Running sum of (metric × batch_size) values

count int

Running sum of batch sizes

Parameters:

Name Type Description Default

metric

Callable | MetricFunc

Function that computes a metric given input and target tensors

required

preprocess

Callable | None

Optional preprocessing function to apply before computing the metric

None

Examples:

Python Console Session
>>> import torch
>>> from danling.metrics.functional import accuracy
>>> meter = MetricMeter(accuracy)
>>> meter.update(torch.tensor([0.1, 0.8, 0.6, 0.2]), torch.tensor([0, 1, 0, 0]))
>>> meter.val
0.75
>>> meter.avg
0.75
>>> meter.update(torch.tensor([0.1, 0.7, 0.3, 0.2, 0.8, 0.4]), torch.tensor([0, 1, 1, 0, 0, 1]))
>>> meter.val
0.5
>>> meter.avg
0.6
>>> meter.sum
6.0
>>> meter.count
10
>>> meter.reset()
MetricMeter(accuracy)
>>> meter.val
nan
>>> meter.avg
nan
Notes
  • MetricMeter is more memory-efficient than GlobalMetrics because it only stores running statistics
  • Only suitable for metrics that can be meaningfully averaged batch-by-batch
  • Not suitable for metrics like AUROC that need the entire dataset
  • Metrics are evaluated once per update; batch-vs-sample semantics are determined by the metric itself
  • Stream metrics may return tensors; tensor outputs are averaged elementwise across batches
  • MetricFunc descriptors receive [MetricState][danling.metrics.MetricState]
  • Plain callables receive preprocessed input / target tensors
  • For multiple metrics, use StreamMetrics
See Also
  • AverageMeter: A lightweight utility to compute and store running averages of values.
Source code in danling/metrics/stream_metrics.py
Python
class MetricMeter(AverageMeter):
    r"""
    A memory-efficient metric tracker that computes and averages metrics across batches.

    MetricMeter applies a metric function to each batch and maintains running averages
    without storing the complete history of predictions and labels.
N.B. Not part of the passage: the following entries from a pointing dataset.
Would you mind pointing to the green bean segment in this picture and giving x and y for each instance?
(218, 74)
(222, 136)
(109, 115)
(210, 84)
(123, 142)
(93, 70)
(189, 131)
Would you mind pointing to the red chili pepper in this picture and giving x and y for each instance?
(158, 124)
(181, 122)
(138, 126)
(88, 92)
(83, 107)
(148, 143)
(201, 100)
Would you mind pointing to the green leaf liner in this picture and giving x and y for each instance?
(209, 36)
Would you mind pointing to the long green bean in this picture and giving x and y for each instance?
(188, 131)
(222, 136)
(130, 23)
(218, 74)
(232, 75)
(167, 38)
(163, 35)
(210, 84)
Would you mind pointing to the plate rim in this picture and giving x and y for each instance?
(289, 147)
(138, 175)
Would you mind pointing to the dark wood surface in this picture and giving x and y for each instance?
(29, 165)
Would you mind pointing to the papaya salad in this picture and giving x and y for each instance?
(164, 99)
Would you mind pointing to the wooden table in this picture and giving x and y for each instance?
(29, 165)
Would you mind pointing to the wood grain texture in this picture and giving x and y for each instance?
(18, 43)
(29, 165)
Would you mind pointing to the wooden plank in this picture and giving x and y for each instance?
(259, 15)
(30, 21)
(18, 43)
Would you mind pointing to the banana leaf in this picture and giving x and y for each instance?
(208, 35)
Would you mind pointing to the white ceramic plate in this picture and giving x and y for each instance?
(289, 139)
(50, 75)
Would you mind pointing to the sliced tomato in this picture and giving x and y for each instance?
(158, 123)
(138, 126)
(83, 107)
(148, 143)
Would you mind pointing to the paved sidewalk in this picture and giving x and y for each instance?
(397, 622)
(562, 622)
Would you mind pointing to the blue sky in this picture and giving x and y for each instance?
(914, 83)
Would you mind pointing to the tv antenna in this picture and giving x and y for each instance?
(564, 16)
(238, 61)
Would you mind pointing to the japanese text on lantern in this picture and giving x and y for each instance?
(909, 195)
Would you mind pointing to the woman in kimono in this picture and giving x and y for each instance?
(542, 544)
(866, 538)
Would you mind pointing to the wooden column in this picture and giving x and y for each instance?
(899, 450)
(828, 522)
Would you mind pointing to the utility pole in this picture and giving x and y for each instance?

This makes it ideal for
    metrics that can be meaningfully averaged across batches (like accuracy or loss).

    Attributes:
        metric: The metric function to compute on each batch
        preprocess: Optional preprocessing function applied before the metric
        val: Result from the most recent batch on the current rank
        bat: Synchronized metric result for the current step
        avg: Weighted average of all results so far
        sum: Running sum of (metric × batch_size) values
        count: Running sum of batch sizes

    Args:
        metric: Function that computes a metric given input and target tensors
        preprocess: Optional preprocessing function to apply before computing the metric

    Examples:
        >>> import torch
        >>> from danling.metrics.functional import accuracy
        >>> meter = MetricMeter(accuracy)
        >>> meter.update(torch.tensor([0.1, 0.8, 0.6, 0.2]), torch.tensor([0, 1, 0, 0]))
        >>> meter.val
        0.75
        >>> meter.avg
        0.75
        >>> meter.update(torch.tensor([0.1, 0.7, 0.3, 0.2, 0.8, 0.4]), torch.tensor([0, 1, 1, 0, 0, 1]))
        >>> meter.val
        0.5
        >>> meter.avg
        0.6
        >>> meter.sum
        6.0
        >>> meter.count
        10
        >>> meter.reset()
        MetricMeter(accuracy)
        >>> meter.val
        nan
        >>> meter.avg
        nan

    Notes:
        - MetricMeter is more memory-efficient than [`GlobalMetrics`][danling.metrics.global_metrics.GlobalMetrics]
          because it only stores running statistics
        - Only suitable for metrics that can be meaningfully averaged batch-by-batch
        - Not suitable for metrics like AUROC that need the entire dataset
        - Metrics are evaluated once per update; batch-vs-sample semantics are determined by the metric itself
        - Stream metrics may return tensors; tensor outputs are averaged elementwise across batches
        - `MetricFunc` descriptors receive [`MetricState`][danling.metrics.MetricState]
        - Plain callables receive preprocessed `input` / `target` tensors
        - For multiple metrics, use [`StreamMetrics`][danling.metrics.stream_metrics.StreamMetrics]

    See Also:
        - [`AverageMeter`][danling.metrics.average_meter.AverageMeter]:
            A lightweight utility to compute and store running averages of values.
    """

    metric: Callable | MetricFunc
    output_name: str | None = None

    # Construction
    def __init__(
        self,
        metric: Callable | MetricFunc,
        *,
        preprocess: Callable | None = None,
        device: torch.device | str | None = None,
        distributed: bool = True,
    ) -> None:
        super().__init__(device=device, distributed=distributed)
        if not callable(metric):
            raise ValueError(f"Expected metric to be callable, but got {type(metric)}")
        self.metric = metric
        self.preprocess = preprocess
        self._requirements = MetricState.collect_requirements((metric,)) if isinstance(metric, MetricFunc) else None

    # Mutation
    def update(  # type: ignore[override] # pylint: disable=W0237
        self,
        input: Tensor | NestedTensor,  # pylint: disable=W0622
        target: Tensor | NestedTensor,
        *,
        n: int | None = None,
    ) -> None:
        r"""
        Updates the average and current value in the meter.

        Args:
            input: Prediction tensor or nested tensor.
            target: Ground-truth tensor or nested tensor.
            n: Optional number of samples represented by this update. When omitted,
                the batch size is inferred from the inputs.
        """

        if self.preprocess is not None:
            input, target = self.preprocess(input, target)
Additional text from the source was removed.